Because they were both stubborn, independent women, they had once had to learn the hard way just what life was like without each other. And they'd both made the decision, day after day, that that wasn't going to happen again. Rory trusted Maris, more than she had ever trusted anyone. She certainly loved her more than she thought she was even capable of loving another human being.
"No. I'd drag your ass back to me." Rory affirmed, hugging her wife a little tighter as she leaned in like that.
But truthfully Rory wasn't worried about it, and that's why she could state it like that. She knew that they'd already been through that particular hurdle in their past, and neither of them was looking to ever be without each other again.
There were other factors, of course. And Maris brought them up as she thought about it. Rory was careful not to answer quickly, instead being far more thoughtful with her responses and actually thinking about them.
"Honey I know your mind. I don't think even on your worst days, anyone could ever accuse you of being mentally checked out. I think even in the event of something happening..." She paused, trying to actually wrap her head around that possibility. "No, I don't think that's anything we can't handle."
Of course Maris was worried about the burden falling on Rory. Her wife was a goddamn warrior and she loved her more than anything. "If and when you need me to, I'll step up. It's what we do. Pick up where the other one leaves off. Fair doesn't even come into the equation."
They were getting ahead of themselves, but Rory meant that with all the conviction she had in her. Nothing would be insurmountable, as long as they were together.
She couldn't imagine it, quite literally, a world where Maris would completely check out from their potential children's lives. If she needed time, Rory would give her that. If she needed Rory to take over the bulk of parenting while she worked on whatever she might need to, she'd do it. It wasn't so easy and not a quick-fix right here and now. She wasn't going to always say and do the right things, and there was not entire fix-all switch to flip. But this was a big, big step.

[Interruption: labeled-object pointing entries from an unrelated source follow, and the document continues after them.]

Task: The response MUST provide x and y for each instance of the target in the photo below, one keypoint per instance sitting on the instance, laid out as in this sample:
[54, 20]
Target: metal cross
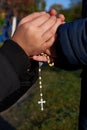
[41, 102]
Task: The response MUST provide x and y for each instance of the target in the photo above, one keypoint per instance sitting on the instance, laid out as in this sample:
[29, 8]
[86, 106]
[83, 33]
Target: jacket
[17, 73]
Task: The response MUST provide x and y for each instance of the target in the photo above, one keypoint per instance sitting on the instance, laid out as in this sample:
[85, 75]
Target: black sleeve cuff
[16, 56]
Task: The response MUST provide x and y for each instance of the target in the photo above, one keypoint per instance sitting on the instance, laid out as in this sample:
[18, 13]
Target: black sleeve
[17, 73]
[71, 45]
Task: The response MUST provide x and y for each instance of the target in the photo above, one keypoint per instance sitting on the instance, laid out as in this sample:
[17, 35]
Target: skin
[50, 51]
[36, 32]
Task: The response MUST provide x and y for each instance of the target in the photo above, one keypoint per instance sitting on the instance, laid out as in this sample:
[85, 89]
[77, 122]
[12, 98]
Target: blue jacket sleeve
[71, 45]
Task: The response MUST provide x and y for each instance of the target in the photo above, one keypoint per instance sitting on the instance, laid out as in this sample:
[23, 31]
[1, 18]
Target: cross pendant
[41, 102]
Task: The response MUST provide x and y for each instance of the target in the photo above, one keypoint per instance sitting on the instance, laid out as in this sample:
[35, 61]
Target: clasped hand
[36, 33]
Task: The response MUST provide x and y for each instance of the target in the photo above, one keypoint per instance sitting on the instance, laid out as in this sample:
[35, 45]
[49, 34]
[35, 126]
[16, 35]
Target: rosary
[40, 79]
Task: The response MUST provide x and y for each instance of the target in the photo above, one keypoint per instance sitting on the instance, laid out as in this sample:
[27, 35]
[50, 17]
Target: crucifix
[41, 102]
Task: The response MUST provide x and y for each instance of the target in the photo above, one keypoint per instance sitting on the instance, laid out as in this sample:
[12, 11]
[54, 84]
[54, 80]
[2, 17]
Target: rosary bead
[39, 77]
[40, 82]
[40, 86]
[39, 69]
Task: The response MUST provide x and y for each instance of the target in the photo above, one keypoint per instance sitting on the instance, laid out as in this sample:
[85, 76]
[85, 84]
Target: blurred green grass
[61, 91]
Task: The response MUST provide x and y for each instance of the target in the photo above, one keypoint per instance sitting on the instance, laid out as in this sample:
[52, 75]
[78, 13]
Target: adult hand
[51, 51]
[35, 33]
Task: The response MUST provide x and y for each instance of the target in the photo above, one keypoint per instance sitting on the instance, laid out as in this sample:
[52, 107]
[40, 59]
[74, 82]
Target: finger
[31, 17]
[51, 32]
[40, 58]
[53, 12]
[48, 24]
[46, 45]
[62, 17]
[40, 20]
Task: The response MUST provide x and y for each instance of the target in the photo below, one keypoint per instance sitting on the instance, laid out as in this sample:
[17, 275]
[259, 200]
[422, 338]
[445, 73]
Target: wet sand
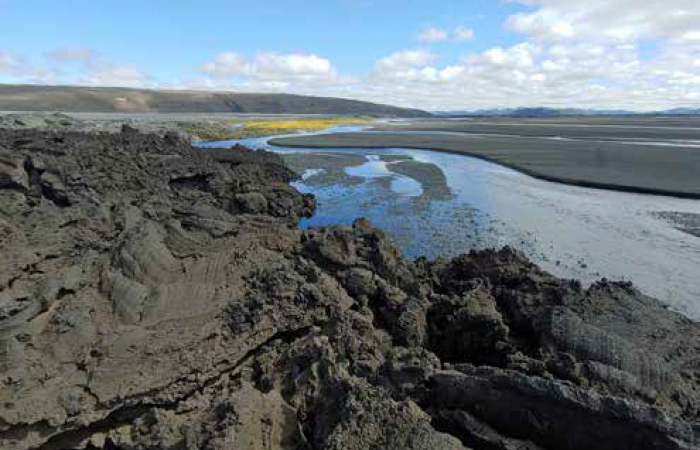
[641, 168]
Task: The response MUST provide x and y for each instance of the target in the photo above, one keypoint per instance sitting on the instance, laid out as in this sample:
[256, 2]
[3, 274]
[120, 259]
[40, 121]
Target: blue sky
[433, 54]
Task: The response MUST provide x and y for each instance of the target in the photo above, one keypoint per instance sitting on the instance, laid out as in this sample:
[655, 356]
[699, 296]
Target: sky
[429, 54]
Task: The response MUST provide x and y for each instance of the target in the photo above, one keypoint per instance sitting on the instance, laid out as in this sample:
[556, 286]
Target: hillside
[97, 100]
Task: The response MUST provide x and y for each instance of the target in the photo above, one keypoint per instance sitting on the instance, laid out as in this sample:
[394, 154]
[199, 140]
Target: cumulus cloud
[73, 55]
[16, 66]
[112, 75]
[72, 66]
[273, 67]
[403, 61]
[608, 20]
[433, 34]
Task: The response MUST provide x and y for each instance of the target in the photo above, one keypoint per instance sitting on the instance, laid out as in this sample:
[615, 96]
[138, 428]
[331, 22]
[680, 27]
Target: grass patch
[293, 126]
[223, 131]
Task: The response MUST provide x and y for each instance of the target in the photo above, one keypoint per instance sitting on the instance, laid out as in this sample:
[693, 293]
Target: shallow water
[571, 231]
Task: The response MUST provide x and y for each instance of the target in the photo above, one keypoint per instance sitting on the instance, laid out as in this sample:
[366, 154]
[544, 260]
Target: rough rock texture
[154, 296]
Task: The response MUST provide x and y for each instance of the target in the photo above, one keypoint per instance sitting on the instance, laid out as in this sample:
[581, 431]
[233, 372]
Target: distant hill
[536, 112]
[97, 100]
[562, 112]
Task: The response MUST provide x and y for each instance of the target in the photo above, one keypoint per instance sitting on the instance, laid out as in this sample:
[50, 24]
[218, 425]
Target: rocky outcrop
[154, 296]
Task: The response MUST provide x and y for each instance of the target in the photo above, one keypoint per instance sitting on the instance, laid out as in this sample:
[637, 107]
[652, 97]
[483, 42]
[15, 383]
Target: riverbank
[193, 127]
[155, 295]
[640, 168]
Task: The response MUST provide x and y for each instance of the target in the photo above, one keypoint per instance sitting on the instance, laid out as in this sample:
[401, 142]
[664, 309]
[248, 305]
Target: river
[438, 204]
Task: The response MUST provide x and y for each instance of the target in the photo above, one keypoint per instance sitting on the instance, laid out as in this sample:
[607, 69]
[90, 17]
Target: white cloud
[608, 20]
[433, 35]
[403, 61]
[227, 64]
[110, 75]
[73, 55]
[273, 67]
[463, 34]
[11, 64]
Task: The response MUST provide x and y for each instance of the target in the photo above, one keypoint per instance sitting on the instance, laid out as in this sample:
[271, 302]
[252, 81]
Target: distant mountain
[535, 112]
[92, 99]
[682, 112]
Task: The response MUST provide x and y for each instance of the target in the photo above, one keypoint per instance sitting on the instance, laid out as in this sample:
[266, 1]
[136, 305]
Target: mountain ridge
[32, 98]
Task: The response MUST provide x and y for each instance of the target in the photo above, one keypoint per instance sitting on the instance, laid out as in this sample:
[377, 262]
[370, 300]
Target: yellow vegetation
[226, 131]
[292, 126]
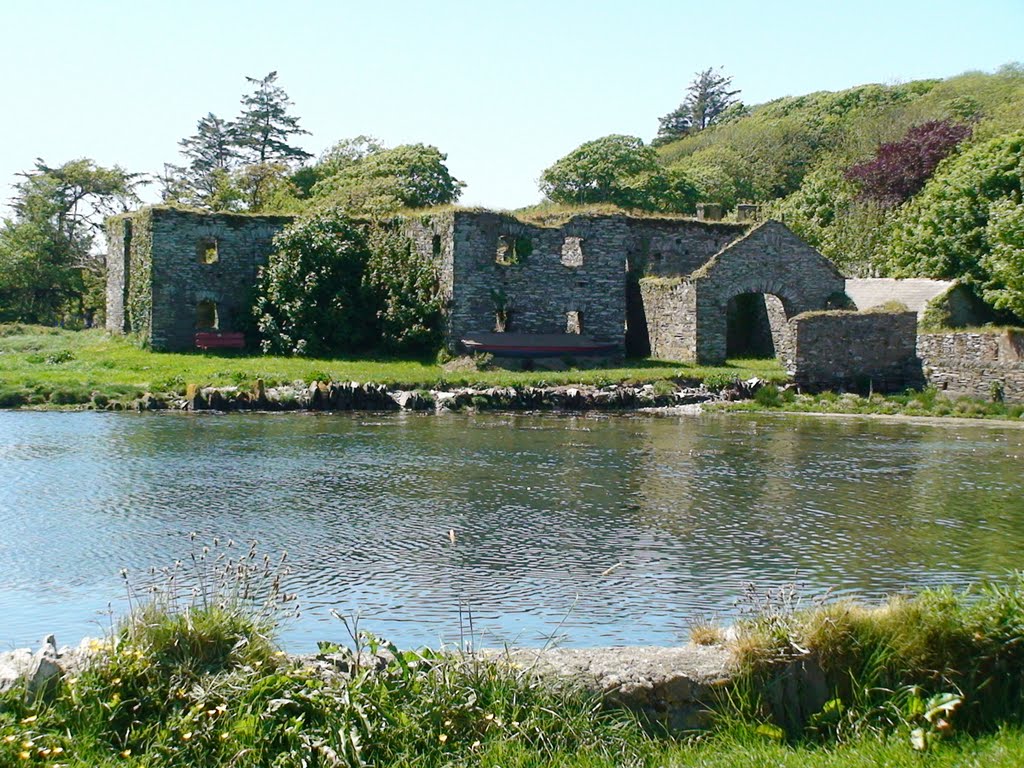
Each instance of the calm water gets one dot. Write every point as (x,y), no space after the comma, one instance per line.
(692,509)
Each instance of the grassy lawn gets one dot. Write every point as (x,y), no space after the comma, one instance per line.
(47,366)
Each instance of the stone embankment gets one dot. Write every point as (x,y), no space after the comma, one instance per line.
(322,395)
(671,686)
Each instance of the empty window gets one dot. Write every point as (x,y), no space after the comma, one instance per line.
(512,249)
(206,315)
(207,250)
(572,252)
(573,323)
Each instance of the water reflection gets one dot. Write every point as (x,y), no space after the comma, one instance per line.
(687,509)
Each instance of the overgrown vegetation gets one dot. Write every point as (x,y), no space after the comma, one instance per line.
(927,666)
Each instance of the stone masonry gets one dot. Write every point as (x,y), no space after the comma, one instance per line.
(988,366)
(172,272)
(687,315)
(857,351)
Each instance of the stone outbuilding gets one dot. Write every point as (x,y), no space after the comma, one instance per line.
(741,299)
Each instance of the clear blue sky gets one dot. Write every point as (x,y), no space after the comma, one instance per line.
(504,88)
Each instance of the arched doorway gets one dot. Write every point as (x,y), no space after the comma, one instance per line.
(756,326)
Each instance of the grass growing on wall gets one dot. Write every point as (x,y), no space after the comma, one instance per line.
(52,367)
(926,402)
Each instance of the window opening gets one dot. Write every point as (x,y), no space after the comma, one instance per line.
(572,252)
(208,251)
(573,322)
(206,315)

Rory brushed her hand up and down Maris' spine, soothing her with touch as she felt her wife start to collect herself back up. "I think it's good we both are prepared, just in case." She wondered if Christina had absolutely zero idea of what was to come. She might not have been able to prepare for it mentally, emotionally, look for the signs. "No matter what, I've got you okay?" She brushed her thumb against her wife's cheek and kissed her other one, gently. "We'll take everything one day at a time, one step at a time. We'll cross those bridges when we get to them."
Maris bit her lip. "The next time I have to go in for a check up I'll talk to her about it," she said, fairly relieved that she'd gone to see Dr. Shapiro a few weeks before her trip so she'd have enough pills on hand. She probably wouldn't see her (or have that particular, potentially devastating conversation) for a couple months yet.

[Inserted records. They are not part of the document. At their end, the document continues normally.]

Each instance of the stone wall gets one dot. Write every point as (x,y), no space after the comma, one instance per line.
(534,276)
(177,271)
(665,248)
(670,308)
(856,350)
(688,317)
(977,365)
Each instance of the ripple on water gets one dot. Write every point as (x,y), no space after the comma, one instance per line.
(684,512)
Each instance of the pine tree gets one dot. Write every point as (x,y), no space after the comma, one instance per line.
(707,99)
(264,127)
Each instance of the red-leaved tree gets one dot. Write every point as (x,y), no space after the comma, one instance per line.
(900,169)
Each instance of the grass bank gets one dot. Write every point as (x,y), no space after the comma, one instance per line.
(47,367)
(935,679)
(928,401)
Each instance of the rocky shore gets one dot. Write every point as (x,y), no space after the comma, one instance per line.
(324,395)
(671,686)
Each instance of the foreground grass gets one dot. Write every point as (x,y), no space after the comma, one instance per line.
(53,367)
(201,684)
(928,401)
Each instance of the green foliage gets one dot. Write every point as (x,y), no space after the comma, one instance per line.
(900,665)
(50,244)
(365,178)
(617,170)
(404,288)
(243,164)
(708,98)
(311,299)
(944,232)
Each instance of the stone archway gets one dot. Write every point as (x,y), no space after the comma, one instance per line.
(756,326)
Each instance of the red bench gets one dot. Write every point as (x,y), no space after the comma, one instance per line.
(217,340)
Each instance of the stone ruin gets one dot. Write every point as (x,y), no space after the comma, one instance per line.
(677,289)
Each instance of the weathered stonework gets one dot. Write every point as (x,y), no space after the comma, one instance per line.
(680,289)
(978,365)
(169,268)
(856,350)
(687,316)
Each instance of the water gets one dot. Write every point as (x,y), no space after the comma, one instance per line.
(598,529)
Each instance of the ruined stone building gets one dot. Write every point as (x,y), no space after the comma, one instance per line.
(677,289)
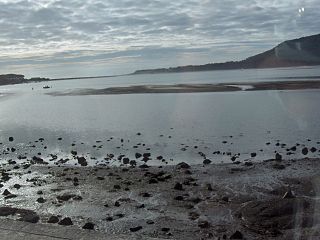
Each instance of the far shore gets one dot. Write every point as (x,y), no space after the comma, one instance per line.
(196,88)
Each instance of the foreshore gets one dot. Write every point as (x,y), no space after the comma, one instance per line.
(196,88)
(273,199)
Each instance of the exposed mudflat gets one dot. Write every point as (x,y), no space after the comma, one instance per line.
(274,199)
(196,88)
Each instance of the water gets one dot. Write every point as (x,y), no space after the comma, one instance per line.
(175,126)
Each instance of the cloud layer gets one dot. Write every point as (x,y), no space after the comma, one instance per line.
(55,37)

But maybe that was a blessing and a curse. The anticipation and anguish of not knowing might drive Maris crazy in the meantime. Especially if she kept imagining worst case scenarios or even worse, starting hitting up google for answers to her health questions in the middle of the night.
That never turned out well. No matter what you were curious about.
But Rory knew now and as scary was it was to be vulnerable, Maris knew it was ultimately a good thing and that her wife would reel her back in if need be.
So much had been said. So much more needed to be discussed, but Maris just looked at Rory for a moment before deciding that ultimately, they'd done all they could at the moment. She was as contented as she could be and exhausted from a night that had hardly turned out the way she imagined it.
"C'mon," she said softly, leaning forward to press a kiss to Rory's temple before gently lacing her fingers in hers. "Let's go back upstairs and try and sleep."